NASHVILLE, Tennessee (Billboard) -- Disappointing airplay for the first two singles from the new album by the Dixie Chicks exposes a deep -- and seemingly growing -- rift between the trio and the country radio market that helped turn the group into superstars.
"Taking the Long Way," due out May 23, is the band's first album since singer Natalie Maines sparked a major controversy in 2003 by declaring that she was ashamed to hail from the same state as fellow Texan President George W. Bush. Radio boycotts ensued, and many fans abandoned the band.
The first single, "Not Ready to Make Nice," peaked at No. 36 on Billboard's Hot Country Songs chart, beginning its descent after just seven weeks. The second single, "Everybody Knows," is now at No. 50, down two places in its fourth week.
Not Ready to Make Nice" performed only slightly better at adult contemporary radio, peaking at No. 32 on the AC chart and falling off after six weeks.
From the beginning of the album rollout, the Dixie Chicks were eager that their songs be worked to radio formats beyond country. The album was produced by rock veteran Rick Rubin, whose credits include the Red Hot Chili Peppers, System of a Down and Johnny Cash.
By picking the defiant "Not Ready" as the first single, they've reopened a wound that was particularly deep for country radio fans, and left many country programmers with the burning question: Why on earth would the band choose to do this?
After hearing the album, WKIS Miami program director Bob Barnett says he was "excited about the opportunity to introduce some great Chicks music to the listeners." But the group's decision to come with "Not Ready" as the lead single left him "stunned, especially in light of the fact that, when asked, programmers and consultants that listened to the project were virtually unanimous in saying we should put the politics behind us and concentrate on all this other great music we were hearing."
KUBL/KKAT Salt Lake City PD Ed Hill criticizes the song's "self-indulgent and selfish lyrics."
Barnett played the song for a week, but pulled it after listeners called to say it sounded like the Chicks were "gloating" or "rubbing our noses in it," he reports. "We didn't need to pick at the scab any longer."
He and other country programmers were upset that the group chose to launch its new album with a single that rehashed all the angst of three years ago.
The Dixie Chicks and reps from their label, Columbia Records, declined to participate in this story. But -- at least as far as Maines is concerned -- the drop-off at country radio was part of its plan.

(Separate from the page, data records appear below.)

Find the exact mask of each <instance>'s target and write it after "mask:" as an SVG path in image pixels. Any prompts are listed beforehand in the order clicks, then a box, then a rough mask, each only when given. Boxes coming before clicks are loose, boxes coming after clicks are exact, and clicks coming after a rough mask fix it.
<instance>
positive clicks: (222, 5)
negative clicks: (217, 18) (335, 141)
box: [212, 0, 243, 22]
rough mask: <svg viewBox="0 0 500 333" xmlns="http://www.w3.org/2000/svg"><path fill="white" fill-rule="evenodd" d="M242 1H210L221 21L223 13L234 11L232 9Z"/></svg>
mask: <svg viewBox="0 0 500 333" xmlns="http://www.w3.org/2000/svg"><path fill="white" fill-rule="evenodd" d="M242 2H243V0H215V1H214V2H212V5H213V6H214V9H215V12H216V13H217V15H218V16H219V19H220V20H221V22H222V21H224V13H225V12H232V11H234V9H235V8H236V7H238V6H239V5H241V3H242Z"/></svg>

Maines was quoted in late January on EW.com, before the single went to country radio, saying: "For me to be in country music to begin with was not who I was ... I would be cheating myself ... to go back to something that I don't wholeheartedly believe in. So I'm pretty much done. They've shown their true colors. I like lots of country music, but as far as the industry and everything that happened ... I couldn't want to be farther away from that."
Maines also said, "I don't want people to think that me not wanting to be part of country music is any sort of revenge. It is not. It is totally me being who I am, and not wanting to compromise myself and hate my life."
At KNCI Sacramento, California, the Chicks' music weathered the 2003 controversy only to be pulled as a result of Maines' new Entertainment Weekly comments, coupled with poor scores in local music tests.
"When an artist says that they don't want to be a part of that industry, it made our decision a no-brainer," program director Mark Evans says. "There are too many talented new artists dying to have a song played on country radio, so I'd rather give one of them a shot."
The Dixie Chicks, who are unquestionably a very talented band, are also unquestionably a country music band. There is no other way to look at it. Sorry, but slide guitar, the fiddle and banjo are not prominently used in any other musical genre. While the Dixie Chicks did enjoy some cross-genre success with their music being played on "pop" radio stations as well as "country" radio stations, anyone that has listened to their music will tell you - they are, at their core, a country music band.
According to Dixie Chick Martie McGuire, the Dixie Chicks don't need country music fans - they want what they perceive are "cool fans":
"I'd rather have a small following of really cool people who get it, who will grow with us as we grow and are fans for life, than people that have us in their five-disc changer with Reba McEntire and Toby Keith," Maguire said. "We don't want those kinds of fans. They limit what you can do."
No matter how the "left" wants to spin this issue, however, this is not a "free speech" issue. Everyone - even the Dixie Chicks - has every right to speak their mind and to pontificate as to their political views (no matter whether they are right, wrong or ignorant) without fear of governmental interference or punishment. However, what happened to the Dixie Chicks is not governmental interference or punishment - there is no governmental action that is infringing on their ability to speak.
Rather, this is a free market issue. The Dixie Chicks have the right to say they hate President Bush and country music fans - but their is no corresponding right that guarantees that, by doing so, there will be no economic ramifications. The Dixie Chicks must consciously understand that, by espousing their political views, country music fans, who do not share or support their views, may choose not buy their music or attend their concerts and country music stations may exercise their right not to play the Dixie Chicks' music on their radio station.